To build unity, Lagarde holds a regular call with the heads of the German, French, Italian, Spanish and Dutch central banks to discuss big moves before each policy meeting, while she or her chief economist Philip Lane also contact the 15 other national governors.
However, some council members think her drive for togetherness is concealing subtle shifts in their debate. “Where there is room for discussion is if there is too much consensus,” Pierre Wunsch, head of Belgium’s central bank, tells the FT. “I think it removes relevant information from the market.”
ECB watchers say this partly explains why Lagarde sometimes surprises the market. “It is harder to communicate with one voice when there is a whole range of views out there,” says Jens Eisenschmidt, chief Europe economist at US bank Morgan Stanley who worked at the ECB until last year. “This makes it harder for the market to know what their next steps are and the precision of communication can suffer.”
Knowing when to stop
The closer the ECB gets to pausing its rate rises, the harder it will be for Lagarde to maintain unity.
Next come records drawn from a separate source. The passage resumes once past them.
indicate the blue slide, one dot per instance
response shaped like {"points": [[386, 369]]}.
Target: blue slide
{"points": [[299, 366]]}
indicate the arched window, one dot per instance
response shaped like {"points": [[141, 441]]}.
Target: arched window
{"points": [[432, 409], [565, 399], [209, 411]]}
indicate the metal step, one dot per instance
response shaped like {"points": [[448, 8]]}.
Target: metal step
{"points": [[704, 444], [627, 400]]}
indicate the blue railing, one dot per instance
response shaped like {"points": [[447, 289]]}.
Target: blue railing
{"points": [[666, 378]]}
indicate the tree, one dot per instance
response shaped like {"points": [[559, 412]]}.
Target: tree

Already in March, there were a handful of dissenters who worried that raising rates was risky because of the banking turmoil. Its ultimate decision was attacked by both rightwing Italian politicians and left-leaning European trade union officials.
“It was relatively easy to agree on the need to raise rates to current levels, but it will get harder to deliver consensus as you have more cross-currents now,” says Sven Jari Stehn, chief Europe economist at US bank Goldman Sachs.
He expects Lagarde to use a combination of other tools to win support for rate decisions, such as committing to further hikes, promising not to cut them for a period after pausing, or agreeing to speed up the shrinkage of the ECB’s balance sheet.
The eurozone economy expanded 0.1 per cent in the first quarter of the year, weaker than forecast but an improvement from stagnation at the end of 2022. Economists say this rebound, despite last year’s energy shock and the sharp rise in borrowing costs, reflects a build-up of excess savings during the pandemic, a boost from generous government subsidies and the recovery of global trade.
While headline inflation has fallen for five consecutive months since peaking at a eurozone record of 10.6 per cent in October, the resilience of the economy coupled with rising profit margins and wages has kept core price pressures going up after excluding energy and food.
Veteran central bankers sympathise with the ECB’s challenge of deciding when to stop raising rates, which they expect to test Lagarde’s leadership skills to their limits.
“We have a war in Ukraine, globalisation has slowed, supply chains are changing — to mention only a few factors,” says Issing, one of the eurozone’s founding fathers. “It is a situation of great uncertainty, which is very difficult to interpret correctly. There is a risk of overdoing it, but the risk of letting inflation run away is more important.”